Renaming files in a collection for BiG-SPAPE to avoid errors

Shreyash_04 · May 16, 2024, 10:52am

Dear Galaxy community,

I have a output collection from a tool (antiSMASH) that contains files in gene bank format. The files are with the extension “.genebank”. I want to supply these file as input to another tool (BIG-SCAPE). However, it accepts files with “.gbk” extension only.

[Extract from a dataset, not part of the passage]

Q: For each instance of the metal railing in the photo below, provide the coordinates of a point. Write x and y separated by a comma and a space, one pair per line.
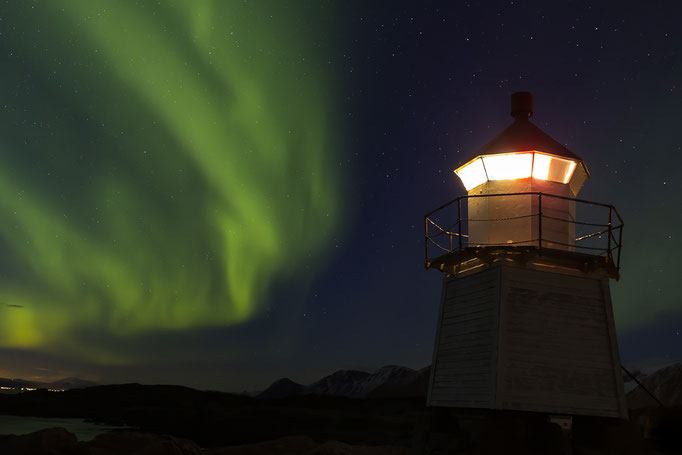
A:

When provided with the collection with .genebank names the tool (BIG-SCAPE) generates a output but does not recognize the files. I downloaded the collection, edited the extenbsion to .gbk manually and uploaded back again. This time the output from BIG-SCAPE was alright.

Which tool can I use to automate the renaming of the extension for the individual files in a collection? .gbk option is not available in the convent or datatype option for the collection. Thank you.

jennaj · May 16, 2024, 6:43pm

Hi @Shreyash_04

Instead, updating the datatype should be enough. But you can share more details if I am misunderstanding.

See the second FAQ here for the how-to for batch changing the datatype of a collection folder of dataset files → https://training.galaxyproject.org/training-material/faqs/galaxy/#collections

There isn’t a batch way to rename the dataset name since it isn’t supposed to matter. Tools interpret the datatype instead, and you have full control over that.

Walking through this for clarity.

One tool is expecting one of these →

And outputs these →

Then the next tool is expecting one of these →

If Galaxy guessed the datatype wrong because of a file extension (usually during Upload), you can directly update to the correct one, and you can do that in batch on a collection. Just make sure the data content is actually a match for the datatype.

A tool should definitely assign the datatype of outputs correctly, no matter what they are named, and if it doesn’t, that would be a bug to fix and we can confirm the problem and report it.

I know if only one tool that does interpret the actual dataset name (for reasons internal to the underlying tool that can’t be worked around).

If you determine that BIG-SCAPE is actually interpreting the dataset file name, or that Antismash is not assigning the correct datatype to outputs, I would be curious and could review an example in a shared history. We could ask the developers about it.

Please review the above and see if it solves the problem or share more details please. Thanks!

Shreyash_04 · May 17, 2024, 7:27am

Hi Jennifer,

Thank you for the detailed reply.

Unfortunately, the batch chaning datatype does not have the option to convert it to .gbk extension. Hence, I cannot use that.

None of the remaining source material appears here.